Degradation effects Forced degradation is the deliberate exposure of a sample to conditions that can cause partial degradation of the sample. Forced degradation studies are performed to show that an analytical method is suitable for analyzing degraded samples, and to provide information about the conditions in which the sample is unstable. This information can be used to design formulations that can avoid potential instabilities. In this case, the LDT sample subjected to various forced degradation conditions to partially degrade the drug. The degradation conditions included treatment with 5 N HCl solution (acid degradation, Fig. 6), 1 N NaOH solution (alkali degradation, Fig. 7), 5% H2O2 (oxidation, Fig. 8), water (hydrolysis degradation), exposure to heat at 105°C (thermal degradation), exposure to UV light at 254 nm (photolytic degradation), and exposure to 75% relative humidity (hygroscopicity). The as such LDT chromatogram shown in Fig. 9. Samples were prepared at concentrations of 1000 µg mL-1 and 200 µg mL-1 for related substances and assay by HPLC, respectively. The results showed that degradation was observed up to 6% in acidic degradation, 3% in alkali, oxidation, hydrolytic, and humidity conditions, and 2% in photolytic degradation conditions.. It is important to understand the conditions under which a sample is unstable, as this information can be used to design formulations that can minimize or prevent degradation. In addition, it is important to have analytical methods that are suitable for analyzing degraded samples, as this is.
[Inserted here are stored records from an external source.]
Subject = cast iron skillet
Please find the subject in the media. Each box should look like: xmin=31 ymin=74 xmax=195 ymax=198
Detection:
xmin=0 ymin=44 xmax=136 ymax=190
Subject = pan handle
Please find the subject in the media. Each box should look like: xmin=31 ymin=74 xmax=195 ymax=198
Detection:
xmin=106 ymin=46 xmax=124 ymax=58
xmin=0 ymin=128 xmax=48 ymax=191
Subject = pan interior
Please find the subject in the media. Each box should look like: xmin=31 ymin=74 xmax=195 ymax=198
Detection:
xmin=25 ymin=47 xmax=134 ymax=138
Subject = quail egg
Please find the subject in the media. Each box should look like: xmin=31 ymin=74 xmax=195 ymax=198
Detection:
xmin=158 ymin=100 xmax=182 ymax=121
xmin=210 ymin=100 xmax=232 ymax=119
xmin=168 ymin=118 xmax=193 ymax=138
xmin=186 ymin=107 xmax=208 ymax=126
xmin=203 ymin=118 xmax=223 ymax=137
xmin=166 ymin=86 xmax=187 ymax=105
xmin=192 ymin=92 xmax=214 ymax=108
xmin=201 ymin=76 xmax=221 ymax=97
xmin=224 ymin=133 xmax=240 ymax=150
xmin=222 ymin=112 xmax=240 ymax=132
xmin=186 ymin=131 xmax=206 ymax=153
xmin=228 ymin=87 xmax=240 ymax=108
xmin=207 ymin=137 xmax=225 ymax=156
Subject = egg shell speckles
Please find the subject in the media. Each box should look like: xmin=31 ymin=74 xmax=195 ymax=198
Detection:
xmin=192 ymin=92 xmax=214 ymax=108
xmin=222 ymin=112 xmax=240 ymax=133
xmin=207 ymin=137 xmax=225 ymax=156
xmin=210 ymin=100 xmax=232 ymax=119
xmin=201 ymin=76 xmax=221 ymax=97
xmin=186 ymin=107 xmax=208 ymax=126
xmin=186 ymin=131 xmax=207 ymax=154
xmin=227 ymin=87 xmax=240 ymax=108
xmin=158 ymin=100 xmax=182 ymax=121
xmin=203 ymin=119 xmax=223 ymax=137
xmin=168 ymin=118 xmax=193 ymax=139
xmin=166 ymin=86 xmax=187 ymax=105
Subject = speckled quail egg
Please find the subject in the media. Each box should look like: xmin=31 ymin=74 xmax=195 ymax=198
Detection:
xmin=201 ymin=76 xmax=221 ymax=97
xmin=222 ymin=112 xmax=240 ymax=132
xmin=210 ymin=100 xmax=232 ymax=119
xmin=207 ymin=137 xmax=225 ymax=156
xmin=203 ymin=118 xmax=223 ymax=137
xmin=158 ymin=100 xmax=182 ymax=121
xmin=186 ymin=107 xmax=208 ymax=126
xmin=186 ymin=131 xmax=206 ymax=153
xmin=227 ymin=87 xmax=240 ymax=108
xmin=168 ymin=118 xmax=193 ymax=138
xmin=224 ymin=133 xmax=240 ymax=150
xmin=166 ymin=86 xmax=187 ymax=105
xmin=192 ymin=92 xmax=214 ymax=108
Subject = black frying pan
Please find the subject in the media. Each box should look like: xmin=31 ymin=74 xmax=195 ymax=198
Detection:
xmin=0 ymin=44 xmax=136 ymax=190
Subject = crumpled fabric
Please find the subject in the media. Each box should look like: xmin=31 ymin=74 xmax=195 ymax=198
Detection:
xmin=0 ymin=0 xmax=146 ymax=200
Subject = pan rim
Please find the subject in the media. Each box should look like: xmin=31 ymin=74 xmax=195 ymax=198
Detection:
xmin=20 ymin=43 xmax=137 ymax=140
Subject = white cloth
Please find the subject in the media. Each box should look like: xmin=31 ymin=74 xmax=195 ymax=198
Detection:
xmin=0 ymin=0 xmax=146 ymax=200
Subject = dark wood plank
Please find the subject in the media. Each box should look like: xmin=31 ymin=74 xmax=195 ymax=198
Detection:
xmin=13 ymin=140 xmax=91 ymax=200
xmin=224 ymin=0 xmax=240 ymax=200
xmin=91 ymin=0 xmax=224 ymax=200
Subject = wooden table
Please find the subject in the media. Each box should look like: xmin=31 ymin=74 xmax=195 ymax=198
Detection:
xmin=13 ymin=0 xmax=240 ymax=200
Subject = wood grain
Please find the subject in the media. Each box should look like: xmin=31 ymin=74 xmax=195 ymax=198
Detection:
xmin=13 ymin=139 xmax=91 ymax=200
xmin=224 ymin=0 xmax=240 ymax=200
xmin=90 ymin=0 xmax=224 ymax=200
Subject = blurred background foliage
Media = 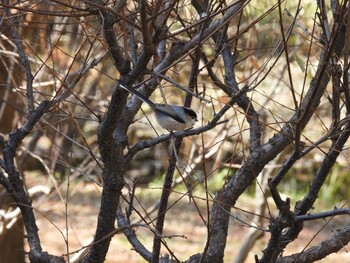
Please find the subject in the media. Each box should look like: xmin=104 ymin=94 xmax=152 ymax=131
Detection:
xmin=0 ymin=1 xmax=350 ymax=210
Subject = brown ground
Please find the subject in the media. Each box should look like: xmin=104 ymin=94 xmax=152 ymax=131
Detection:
xmin=26 ymin=178 xmax=350 ymax=263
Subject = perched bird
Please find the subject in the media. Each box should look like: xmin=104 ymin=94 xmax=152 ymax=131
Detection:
xmin=118 ymin=82 xmax=197 ymax=131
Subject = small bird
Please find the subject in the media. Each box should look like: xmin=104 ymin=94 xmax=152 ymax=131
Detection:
xmin=118 ymin=81 xmax=197 ymax=131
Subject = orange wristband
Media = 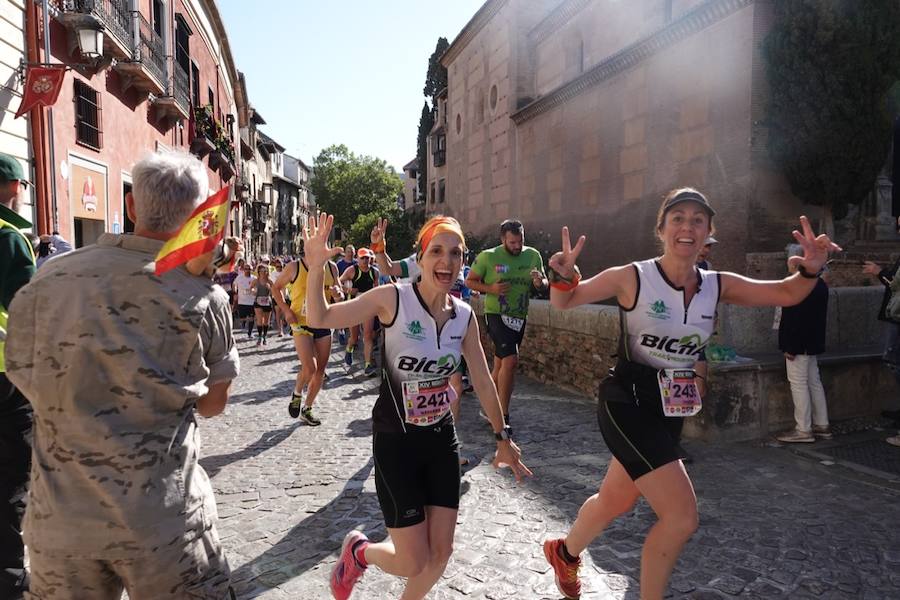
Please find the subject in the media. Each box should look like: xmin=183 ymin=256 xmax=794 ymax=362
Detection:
xmin=550 ymin=273 xmax=581 ymax=292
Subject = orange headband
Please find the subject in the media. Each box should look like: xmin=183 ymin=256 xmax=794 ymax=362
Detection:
xmin=416 ymin=217 xmax=466 ymax=252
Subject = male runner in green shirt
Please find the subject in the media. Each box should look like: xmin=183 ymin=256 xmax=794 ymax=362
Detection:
xmin=466 ymin=219 xmax=547 ymax=424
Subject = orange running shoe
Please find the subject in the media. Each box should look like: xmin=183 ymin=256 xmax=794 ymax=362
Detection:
xmin=544 ymin=539 xmax=581 ymax=600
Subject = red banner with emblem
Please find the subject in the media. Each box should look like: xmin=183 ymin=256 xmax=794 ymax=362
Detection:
xmin=15 ymin=65 xmax=66 ymax=119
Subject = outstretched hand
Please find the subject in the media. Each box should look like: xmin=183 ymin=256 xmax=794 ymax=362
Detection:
xmin=548 ymin=227 xmax=587 ymax=278
xmin=788 ymin=216 xmax=842 ymax=273
xmin=491 ymin=440 xmax=534 ymax=481
xmin=369 ymin=217 xmax=387 ymax=245
xmin=302 ymin=213 xmax=344 ymax=270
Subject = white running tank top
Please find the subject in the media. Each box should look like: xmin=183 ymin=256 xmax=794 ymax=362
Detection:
xmin=619 ymin=258 xmax=720 ymax=369
xmin=372 ymin=283 xmax=472 ymax=432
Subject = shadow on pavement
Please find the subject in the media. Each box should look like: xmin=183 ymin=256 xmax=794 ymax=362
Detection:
xmin=200 ymin=422 xmax=300 ymax=479
xmin=231 ymin=458 xmax=387 ymax=598
xmin=344 ymin=419 xmax=372 ymax=437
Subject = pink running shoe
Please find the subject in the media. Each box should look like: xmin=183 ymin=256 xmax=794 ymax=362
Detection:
xmin=331 ymin=530 xmax=369 ymax=600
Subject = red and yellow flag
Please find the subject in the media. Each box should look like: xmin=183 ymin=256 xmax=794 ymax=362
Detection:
xmin=156 ymin=186 xmax=231 ymax=275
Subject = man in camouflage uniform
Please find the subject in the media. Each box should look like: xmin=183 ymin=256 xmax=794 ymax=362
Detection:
xmin=0 ymin=154 xmax=35 ymax=600
xmin=7 ymin=153 xmax=238 ymax=600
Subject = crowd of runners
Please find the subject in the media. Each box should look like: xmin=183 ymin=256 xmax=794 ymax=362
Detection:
xmin=0 ymin=149 xmax=839 ymax=600
xmin=202 ymin=188 xmax=837 ymax=600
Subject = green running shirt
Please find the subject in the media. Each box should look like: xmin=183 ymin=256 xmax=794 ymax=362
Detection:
xmin=472 ymin=244 xmax=544 ymax=319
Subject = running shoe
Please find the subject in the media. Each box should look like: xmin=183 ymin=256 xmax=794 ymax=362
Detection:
xmin=331 ymin=530 xmax=369 ymax=600
xmin=775 ymin=429 xmax=816 ymax=444
xmin=288 ymin=393 xmax=303 ymax=419
xmin=344 ymin=346 xmax=353 ymax=367
xmin=813 ymin=425 xmax=834 ymax=440
xmin=544 ymin=539 xmax=581 ymax=600
xmin=300 ymin=406 xmax=322 ymax=427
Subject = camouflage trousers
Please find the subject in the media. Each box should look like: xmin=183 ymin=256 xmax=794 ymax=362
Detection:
xmin=25 ymin=527 xmax=234 ymax=600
LCMS Study LC-MS analysis performed using two mobile phases: mobile phase A was 0.1% v/v formic acid in water, and mobile phase B was a mixture of acetonitrile and water (90:10 v/v). A 1000 µg mL-1 LDT sample was prepared and injected into the LC-MS system in a volume of 10 µL. The results of the LC-MS analysis are summarized in Table 8, along with the identified mass numbers. A typical LC-MS chromatogram for acid hydrolysis is shown in Fig. 10, LC-MS chromatogram for base hydrolysis is shown in Fig. 11, LC-MS chromatogram for oxidation is shown in Fig. 12. The plausible chemical structures of degradant impurities shown in Scheme 2.
Assay By Hplc
An assay is a method used to determine the concentration or amount of a substance in a sample. In this case, an HPLC method was developed and validated for the assay of LDT and its related impurities. The method used a di potassium hydrogen phosphate buffer and solvent methanol to separate and detect the analytes. The buffer pH was adjusted to 7.2 with diluted orthophosphoric acid, which was used as solvent A. A mixture of methanol and water was used as solvent B. The Inertsil ODS-3V column (250 x 4.6 mm, 5 µm) and a detection wavelength of 260 nm were used to analyze the sample. A 200 µg mL− 1 sample was prepared in a diluent of methanol and water (1:1 v/v) and injected into the chromatographic instrument. The developed method was validated according to the ICH guidelines. The % RSD was found to be 0.2 for five repeated injections, the correlation coefficient was 0.999 for linearity, and the recovery was found to be between 98% and 102%. These results summarized in Table 6, and a typical chromatogram and linearity graph is shown in Fig. 13 and Fig. 14.